SOUPLE: Enhancing Audio-Visual Localization and Segmentation with Learnable Prompt Contexts

arXiv cs.CV / 3/25/2026

📰 NewsSignals & Early TrendsIdeas & Deep AnalysisModels & Research

Key Points

  • The paper argues that applying CLIP-style audio-visual models to localization and segmentation is difficult because simple token replacement and fixed prompts do not properly link audio embeddings to semantic context.
  • It introduces SOUPLE (Sound-aware Prompt Learning), which learns context tokens that are conditioned on visual features to better bridge audio semantics with the mask decoder.
  • SOUPLE replaces static prompts with learnable prompt context tokens, aiming to establish stronger correspondence between audio-embedded tokens and visual context.
  • Experiments on VGGSound, SoundNet, and AVSBench show improved audio-visual localization and segmentation performance compared with prior prompt/token approaches.

Abstract

Large-scale pre-trained image-text models exhibit robust multimodal representations, yet applying the Contrastive Language-Image Pre-training (CLIP) model to audio-visual localization remains challenging.
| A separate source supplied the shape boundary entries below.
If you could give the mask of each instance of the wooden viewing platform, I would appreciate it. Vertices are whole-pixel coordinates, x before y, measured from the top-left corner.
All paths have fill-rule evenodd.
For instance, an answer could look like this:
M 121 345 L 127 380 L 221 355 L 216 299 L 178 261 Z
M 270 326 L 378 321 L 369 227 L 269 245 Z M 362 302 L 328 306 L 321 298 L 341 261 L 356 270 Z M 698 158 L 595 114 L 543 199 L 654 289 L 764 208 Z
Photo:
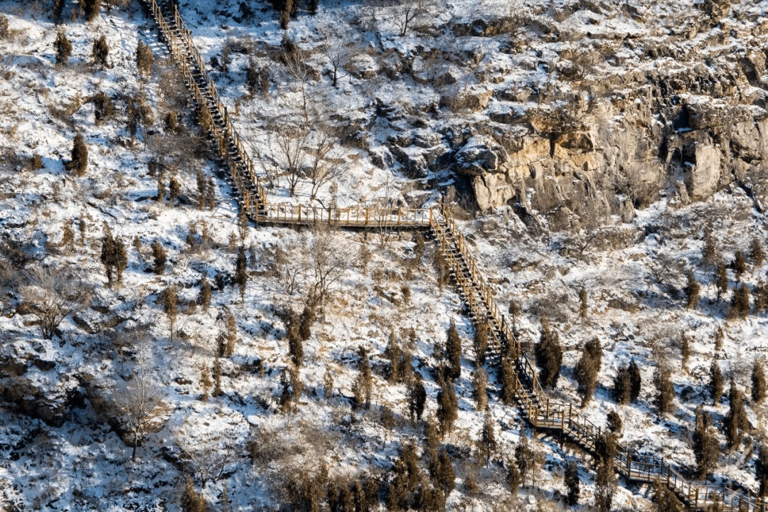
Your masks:
M 269 204 L 253 163 L 221 102 L 190 31 L 173 2 L 144 0 L 154 17 L 160 35 L 184 76 L 198 108 L 210 116 L 209 140 L 217 149 L 227 178 L 240 206 L 259 224 L 329 224 L 369 230 L 418 229 L 429 231 L 450 269 L 459 294 L 476 328 L 487 325 L 492 364 L 502 362 L 502 353 L 515 356 L 513 391 L 522 416 L 534 429 L 559 434 L 595 454 L 598 440 L 604 432 L 579 413 L 572 404 L 551 402 L 541 388 L 534 365 L 522 353 L 520 342 L 506 323 L 493 298 L 493 288 L 478 269 L 477 259 L 447 209 L 403 209 L 358 206 L 320 208 Z M 724 487 L 697 485 L 674 470 L 664 458 L 641 455 L 626 445 L 617 446 L 614 467 L 627 481 L 658 483 L 672 491 L 687 507 L 707 510 L 768 512 L 768 501 Z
Replacing the classification token ([CLS]) with an audio-embedded token ([V_A]) struggles to capture semantic cues, and the prompt "a photo of a [V_A]" fails to establish meaningful connections between audio embeddings and context tokens. To address these issues, we propose Sound-aware Prompt Learning (SOUPLE), which replaces fixed prompts with learnable context tokens. These tokens incorporate visual features to generate conditional context for a mask decoder, effectively bridging semantic correspondence between audio and visual inputs. Experiments on VGGSound, SoundNet, and AVSBench demonstrate that SOUPLE improves localization and segmentation performance.